Increasing emotional intelligence starts by increasing awareness of what makes you uncomfortable, things that trigger you, and circumstances that create conflict. This is called experiential learning. It's not linear, and you can't learn it in a book. You must live it and fail at it, then live through failing at it. And you get better each time, with each situation. It usually takes a two- to four-year journey to make a self-awareness turnaround. And it starts with learning to be aware of what you're feeling, not just what you're thinking.
One way to build self-awareness is to identify your triggers. Think about the situations that get you going. For example, when your technicians are squabbling, do you run around the corner because you can't manage conflict? When you can predict which situations trigger an undesirable or inappropriate response, you can begin to choose your behavior, instead of letting your instincts take over.
Of course, your personal journey never really ends. The goal is to get better and better so that those around you can experience you as a leader rather than an authority figure to be avoided.
2. Identify your strengths and weaknesses. Leaders must be trustworthy, conscientious, and adaptable, and possess self-control. It's also important to be achievement-oriented and to take initiative.
It's difficult to change what you don't understand. So to create a personal development plan, you must first get a read on how others perceive you. Invite team members to offer you feedback at work. Just listen, then thank the person for offering feedback. You can take what you learn back to your coach or your spouse and process it later.

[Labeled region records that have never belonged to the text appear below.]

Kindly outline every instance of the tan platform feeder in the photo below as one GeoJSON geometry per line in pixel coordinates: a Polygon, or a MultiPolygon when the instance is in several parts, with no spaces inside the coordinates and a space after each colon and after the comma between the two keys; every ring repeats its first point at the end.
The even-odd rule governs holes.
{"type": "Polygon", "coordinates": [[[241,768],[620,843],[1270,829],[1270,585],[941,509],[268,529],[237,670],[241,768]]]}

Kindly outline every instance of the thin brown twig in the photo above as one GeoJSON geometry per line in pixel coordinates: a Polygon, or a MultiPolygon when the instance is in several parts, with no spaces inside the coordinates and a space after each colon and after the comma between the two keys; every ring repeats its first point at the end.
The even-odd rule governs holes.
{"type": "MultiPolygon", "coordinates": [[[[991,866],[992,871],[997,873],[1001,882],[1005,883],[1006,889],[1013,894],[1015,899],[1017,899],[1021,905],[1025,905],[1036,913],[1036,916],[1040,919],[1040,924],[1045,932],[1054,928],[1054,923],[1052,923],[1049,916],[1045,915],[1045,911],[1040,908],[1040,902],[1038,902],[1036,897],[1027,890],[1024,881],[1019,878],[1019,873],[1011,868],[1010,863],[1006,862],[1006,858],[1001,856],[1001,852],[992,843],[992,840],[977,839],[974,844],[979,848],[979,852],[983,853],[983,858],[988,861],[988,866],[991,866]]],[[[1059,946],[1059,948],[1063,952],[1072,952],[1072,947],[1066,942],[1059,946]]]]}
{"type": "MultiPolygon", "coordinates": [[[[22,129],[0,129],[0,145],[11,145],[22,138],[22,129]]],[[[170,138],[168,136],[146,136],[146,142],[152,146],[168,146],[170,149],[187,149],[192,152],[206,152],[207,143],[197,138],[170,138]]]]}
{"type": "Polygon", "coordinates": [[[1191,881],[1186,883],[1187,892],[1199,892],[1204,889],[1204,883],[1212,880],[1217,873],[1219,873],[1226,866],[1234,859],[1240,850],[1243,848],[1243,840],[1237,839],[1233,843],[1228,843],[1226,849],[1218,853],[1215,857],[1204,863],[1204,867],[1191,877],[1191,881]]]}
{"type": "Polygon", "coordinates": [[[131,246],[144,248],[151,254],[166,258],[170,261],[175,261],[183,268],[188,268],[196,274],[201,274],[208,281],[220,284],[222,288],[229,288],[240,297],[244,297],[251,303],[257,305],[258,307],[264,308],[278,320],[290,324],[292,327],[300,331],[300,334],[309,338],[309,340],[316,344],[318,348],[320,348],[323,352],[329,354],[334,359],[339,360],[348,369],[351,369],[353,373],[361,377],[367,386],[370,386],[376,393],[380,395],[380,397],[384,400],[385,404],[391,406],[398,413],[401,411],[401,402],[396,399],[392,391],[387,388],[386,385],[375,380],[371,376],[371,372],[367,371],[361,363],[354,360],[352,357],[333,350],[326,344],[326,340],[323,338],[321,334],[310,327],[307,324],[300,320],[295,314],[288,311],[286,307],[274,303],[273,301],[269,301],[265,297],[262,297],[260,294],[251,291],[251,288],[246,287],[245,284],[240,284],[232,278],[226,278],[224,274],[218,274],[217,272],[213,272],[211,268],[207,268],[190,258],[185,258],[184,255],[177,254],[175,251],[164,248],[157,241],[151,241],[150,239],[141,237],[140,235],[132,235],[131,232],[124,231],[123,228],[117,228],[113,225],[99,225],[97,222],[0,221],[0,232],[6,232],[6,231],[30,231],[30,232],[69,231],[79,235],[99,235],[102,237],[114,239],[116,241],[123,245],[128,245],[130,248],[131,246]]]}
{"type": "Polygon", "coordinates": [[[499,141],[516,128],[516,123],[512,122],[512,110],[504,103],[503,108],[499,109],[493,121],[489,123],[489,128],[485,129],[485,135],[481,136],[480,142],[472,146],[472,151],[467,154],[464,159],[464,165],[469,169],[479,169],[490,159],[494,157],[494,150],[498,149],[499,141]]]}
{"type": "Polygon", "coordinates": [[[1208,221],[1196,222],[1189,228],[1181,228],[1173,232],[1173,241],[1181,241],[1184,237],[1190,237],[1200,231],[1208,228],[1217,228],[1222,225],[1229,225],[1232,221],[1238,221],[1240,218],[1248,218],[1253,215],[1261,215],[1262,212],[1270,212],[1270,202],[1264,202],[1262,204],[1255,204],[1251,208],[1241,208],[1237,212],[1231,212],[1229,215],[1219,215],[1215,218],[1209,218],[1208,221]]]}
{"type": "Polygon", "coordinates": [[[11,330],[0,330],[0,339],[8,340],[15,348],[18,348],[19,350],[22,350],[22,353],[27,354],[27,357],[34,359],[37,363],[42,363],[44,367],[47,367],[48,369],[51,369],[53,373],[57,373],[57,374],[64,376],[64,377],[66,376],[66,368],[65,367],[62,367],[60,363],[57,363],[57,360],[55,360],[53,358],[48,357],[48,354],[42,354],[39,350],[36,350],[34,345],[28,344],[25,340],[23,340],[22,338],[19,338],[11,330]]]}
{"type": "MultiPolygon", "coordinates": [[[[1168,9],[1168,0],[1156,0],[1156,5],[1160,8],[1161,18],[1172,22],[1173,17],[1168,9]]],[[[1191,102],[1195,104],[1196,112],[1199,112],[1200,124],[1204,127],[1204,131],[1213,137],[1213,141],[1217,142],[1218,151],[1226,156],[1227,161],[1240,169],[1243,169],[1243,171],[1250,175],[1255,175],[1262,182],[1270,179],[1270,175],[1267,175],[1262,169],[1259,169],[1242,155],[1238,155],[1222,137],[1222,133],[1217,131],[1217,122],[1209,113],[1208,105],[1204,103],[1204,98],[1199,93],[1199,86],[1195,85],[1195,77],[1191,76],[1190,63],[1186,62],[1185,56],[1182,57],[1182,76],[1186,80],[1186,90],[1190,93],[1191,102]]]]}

3. Develop an awareness of others. Why? Because it's an important first step toward becoming more service-oriented and more empathetic, which is key for improving your emotional intelligence.
The good news: Once you tune into what you're supposed to see and hear, the process becomes surprisingly intuitive. For example, perhaps your employee feedback indicates that you do, indeed, need to develop more empathy.
You can start by connecting team members' intellectual queries to what they're feeling. So if someone expresses a concern about the schedule, you might respond, "You must feel upset about how we handled the schedule this month," instead of "I'll handle the schedule better next time."
4. Continue to develop your social and communication skills. When you're operating at a high-EQ level, you will lead with vision, communicate effectively, and influence and develop others. You will serve as a catalyst for change, manage conflicts, build bonds, and collaborate with team members.
This might feel a bit like your own personal Mt. Everest, so it's important to take this journey one step at a time. A coach (either a professional leadership coach or even a trusted colleague) can help you set goals and keep you on the path. If you're open to this approach, consider recording or videotaping a few of your interactions so you can begin to recognize your communication style. Watching yourself interact with others might reveal clues in your tone of voice or body language that will help you identify the difference between what you're trying to communicate and how others perceive you.
As you move through your day, focus on how clients and team members respond to you and how your comments affect others. When you walk into a room, try to figure out what each person is feeling. Are they happy, sad, or angry? Are there other emotions you can't even name?
Finally, remember to watch for patterns in the feedback you receive from your team members. If you're consistently hearing messages, such as "you're overwhelming" or "you crowd the room," explore the source of your behavior. An intellectual understanding of where you learned the behavior and how you're rewarded for the behavior will help you identify and eliminate that trigger.
When you become emotionally intelligent, your practice can run with solid structure, collaboration, and predictable results. For every 1 percent increase in the team's emotional intelligence, there's typically a 1 percent to 2 percent increase in net profits. And you and your team members will enjoy peace of mind, a more joyful and invigorated work environment, and a stronger sense of community and purpose.